Весь опыт сооружения баррикад, накопленный за время атак версальских войск, был использован Жозефом Бантаром при постройке укрепления на улице Рампоно. С фронта баррикада была неприступна. Сюда были свезены десятки возов с бочками, которыми было заполнено пространство между двумя стенами. Одна стена была выложена из камней, другая — из бумажных кип. На баррикаде царило оживление, когда к ней подходил Кри-Кри.
— Эй, глядите-ка, что я нашел! Вот это находка!
Жако, молодой парень с маленькими, недавно пробившимися усиками, веснусчатым лицом и веселыми карими глазами, разглядывал какой-то металлический предмет, который он извлек из кучи строительного мусора, собранного на развалинах разрушенного версальскими снарядами дома.
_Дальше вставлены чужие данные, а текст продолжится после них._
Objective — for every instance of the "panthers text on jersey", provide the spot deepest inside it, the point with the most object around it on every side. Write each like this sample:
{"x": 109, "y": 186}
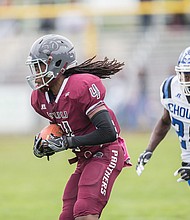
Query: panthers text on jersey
{"x": 178, "y": 106}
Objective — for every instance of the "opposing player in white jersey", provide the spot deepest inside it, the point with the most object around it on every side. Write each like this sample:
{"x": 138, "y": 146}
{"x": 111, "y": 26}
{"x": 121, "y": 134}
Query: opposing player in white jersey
{"x": 175, "y": 97}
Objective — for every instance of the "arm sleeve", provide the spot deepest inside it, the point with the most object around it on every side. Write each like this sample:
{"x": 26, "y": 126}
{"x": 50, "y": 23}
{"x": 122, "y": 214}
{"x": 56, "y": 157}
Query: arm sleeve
{"x": 105, "y": 132}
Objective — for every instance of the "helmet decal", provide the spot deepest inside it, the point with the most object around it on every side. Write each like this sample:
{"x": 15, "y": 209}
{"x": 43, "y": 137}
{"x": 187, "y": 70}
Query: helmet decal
{"x": 51, "y": 45}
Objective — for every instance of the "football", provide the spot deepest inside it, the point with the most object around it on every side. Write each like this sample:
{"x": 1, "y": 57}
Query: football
{"x": 51, "y": 129}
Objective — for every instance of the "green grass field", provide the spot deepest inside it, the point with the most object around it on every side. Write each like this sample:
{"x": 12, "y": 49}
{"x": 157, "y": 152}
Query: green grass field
{"x": 31, "y": 188}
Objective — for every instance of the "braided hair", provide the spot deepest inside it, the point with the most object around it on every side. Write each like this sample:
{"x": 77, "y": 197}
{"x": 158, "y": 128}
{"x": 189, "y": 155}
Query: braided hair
{"x": 103, "y": 69}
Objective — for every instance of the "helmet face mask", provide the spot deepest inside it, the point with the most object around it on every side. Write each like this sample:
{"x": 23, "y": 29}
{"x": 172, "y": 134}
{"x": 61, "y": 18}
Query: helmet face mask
{"x": 49, "y": 56}
{"x": 183, "y": 71}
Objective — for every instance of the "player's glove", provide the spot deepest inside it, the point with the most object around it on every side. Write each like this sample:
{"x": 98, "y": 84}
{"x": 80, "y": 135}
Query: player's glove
{"x": 40, "y": 148}
{"x": 142, "y": 161}
{"x": 58, "y": 144}
{"x": 184, "y": 171}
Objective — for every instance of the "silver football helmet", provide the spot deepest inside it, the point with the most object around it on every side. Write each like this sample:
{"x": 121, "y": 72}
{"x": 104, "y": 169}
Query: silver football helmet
{"x": 55, "y": 53}
{"x": 183, "y": 71}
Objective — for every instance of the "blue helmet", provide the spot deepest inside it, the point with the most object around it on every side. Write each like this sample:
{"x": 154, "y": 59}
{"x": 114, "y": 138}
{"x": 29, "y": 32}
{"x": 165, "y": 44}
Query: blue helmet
{"x": 183, "y": 70}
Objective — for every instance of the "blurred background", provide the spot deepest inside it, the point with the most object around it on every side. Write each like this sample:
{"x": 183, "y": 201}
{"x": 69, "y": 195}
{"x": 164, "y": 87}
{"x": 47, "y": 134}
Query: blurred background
{"x": 148, "y": 36}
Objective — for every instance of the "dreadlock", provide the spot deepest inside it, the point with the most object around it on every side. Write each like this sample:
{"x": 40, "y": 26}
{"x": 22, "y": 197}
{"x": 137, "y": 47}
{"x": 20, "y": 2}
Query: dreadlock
{"x": 103, "y": 69}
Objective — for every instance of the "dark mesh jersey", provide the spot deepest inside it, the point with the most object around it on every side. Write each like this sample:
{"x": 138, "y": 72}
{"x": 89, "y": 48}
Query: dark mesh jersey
{"x": 79, "y": 95}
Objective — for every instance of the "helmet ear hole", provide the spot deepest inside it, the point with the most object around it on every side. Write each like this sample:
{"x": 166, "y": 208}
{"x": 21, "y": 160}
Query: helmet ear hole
{"x": 58, "y": 63}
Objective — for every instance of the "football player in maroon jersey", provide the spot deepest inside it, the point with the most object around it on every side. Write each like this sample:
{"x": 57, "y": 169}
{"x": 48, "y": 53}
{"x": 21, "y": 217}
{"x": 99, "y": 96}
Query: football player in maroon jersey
{"x": 72, "y": 96}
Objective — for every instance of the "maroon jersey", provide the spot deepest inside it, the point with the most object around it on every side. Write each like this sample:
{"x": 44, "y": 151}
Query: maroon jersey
{"x": 79, "y": 95}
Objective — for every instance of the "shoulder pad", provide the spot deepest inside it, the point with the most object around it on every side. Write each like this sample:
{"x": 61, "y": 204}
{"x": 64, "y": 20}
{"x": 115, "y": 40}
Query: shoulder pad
{"x": 166, "y": 87}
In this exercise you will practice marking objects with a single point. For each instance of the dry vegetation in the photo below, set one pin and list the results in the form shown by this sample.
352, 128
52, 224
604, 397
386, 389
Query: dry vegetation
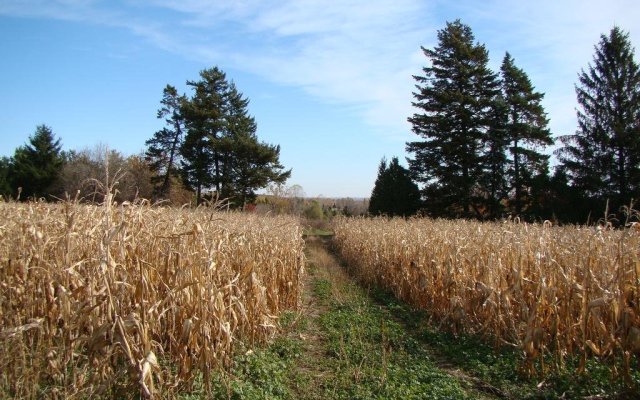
555, 293
118, 301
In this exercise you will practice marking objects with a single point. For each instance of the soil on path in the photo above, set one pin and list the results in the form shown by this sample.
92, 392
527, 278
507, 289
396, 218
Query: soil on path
355, 347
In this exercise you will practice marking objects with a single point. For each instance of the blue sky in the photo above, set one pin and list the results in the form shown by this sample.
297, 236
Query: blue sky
330, 81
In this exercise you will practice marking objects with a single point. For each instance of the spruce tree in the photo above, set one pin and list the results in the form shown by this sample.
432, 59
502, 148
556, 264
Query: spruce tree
602, 158
394, 193
526, 131
36, 165
455, 101
163, 149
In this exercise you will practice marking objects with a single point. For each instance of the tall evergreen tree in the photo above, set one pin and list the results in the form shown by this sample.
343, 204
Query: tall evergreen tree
163, 148
526, 130
394, 193
37, 164
248, 164
602, 158
455, 97
205, 121
6, 164
221, 150
493, 182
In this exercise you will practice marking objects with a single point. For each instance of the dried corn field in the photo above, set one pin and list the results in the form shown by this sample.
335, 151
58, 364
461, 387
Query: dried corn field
554, 293
122, 301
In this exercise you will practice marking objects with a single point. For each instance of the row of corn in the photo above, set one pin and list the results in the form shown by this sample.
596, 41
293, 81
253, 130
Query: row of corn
134, 300
552, 292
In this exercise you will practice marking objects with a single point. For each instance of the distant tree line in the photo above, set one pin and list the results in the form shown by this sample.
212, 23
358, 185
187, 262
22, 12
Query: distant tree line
208, 147
483, 136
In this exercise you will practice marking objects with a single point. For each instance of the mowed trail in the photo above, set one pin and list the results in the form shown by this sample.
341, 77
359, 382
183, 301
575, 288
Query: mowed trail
355, 346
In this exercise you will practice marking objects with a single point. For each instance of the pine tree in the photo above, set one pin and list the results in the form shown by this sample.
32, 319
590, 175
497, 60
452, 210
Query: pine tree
526, 130
163, 148
36, 165
204, 116
6, 165
221, 150
394, 193
248, 163
602, 158
455, 98
493, 182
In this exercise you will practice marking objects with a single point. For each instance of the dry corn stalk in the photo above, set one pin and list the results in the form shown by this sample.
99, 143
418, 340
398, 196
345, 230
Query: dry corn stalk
136, 298
543, 289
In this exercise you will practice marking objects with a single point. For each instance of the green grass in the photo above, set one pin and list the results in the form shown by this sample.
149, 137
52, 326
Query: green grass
501, 367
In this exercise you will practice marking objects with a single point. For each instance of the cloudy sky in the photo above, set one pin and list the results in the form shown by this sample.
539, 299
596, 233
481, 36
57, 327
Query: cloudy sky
330, 81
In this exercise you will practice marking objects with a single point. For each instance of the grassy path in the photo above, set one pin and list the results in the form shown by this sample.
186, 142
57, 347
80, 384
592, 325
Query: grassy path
352, 343
355, 348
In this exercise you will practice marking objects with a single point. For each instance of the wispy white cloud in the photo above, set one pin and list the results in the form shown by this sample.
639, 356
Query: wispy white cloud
356, 53
360, 53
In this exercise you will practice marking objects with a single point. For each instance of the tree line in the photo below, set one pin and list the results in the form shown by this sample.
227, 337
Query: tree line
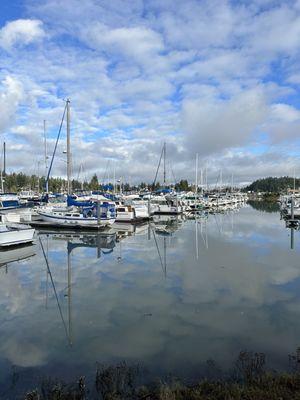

— Что там такое? — отозвался Кри-Кри. — Уж не кости ли слона из зоологического сада, которого недавно съели парижане?
— Дурень, смотри, это осколок зажигательной бомбы!
— Ну-у! — Кри-Кри наклонился вместе с Жако и стал рассматривать остатки металлической коробки с неровными краями.
Несколько коммунаров также бросили свою работу и присоединились к мальчикам.
— Этакие мерзавцы эти версальцы! — с возмущением сказал один из взрослых федератов. — Ведь это одна из тех знаменитых бомб, которые они придумали. Они не решались применять их против пруссаков, ну, а для парижских рабочих все средства хороши! Негодяи!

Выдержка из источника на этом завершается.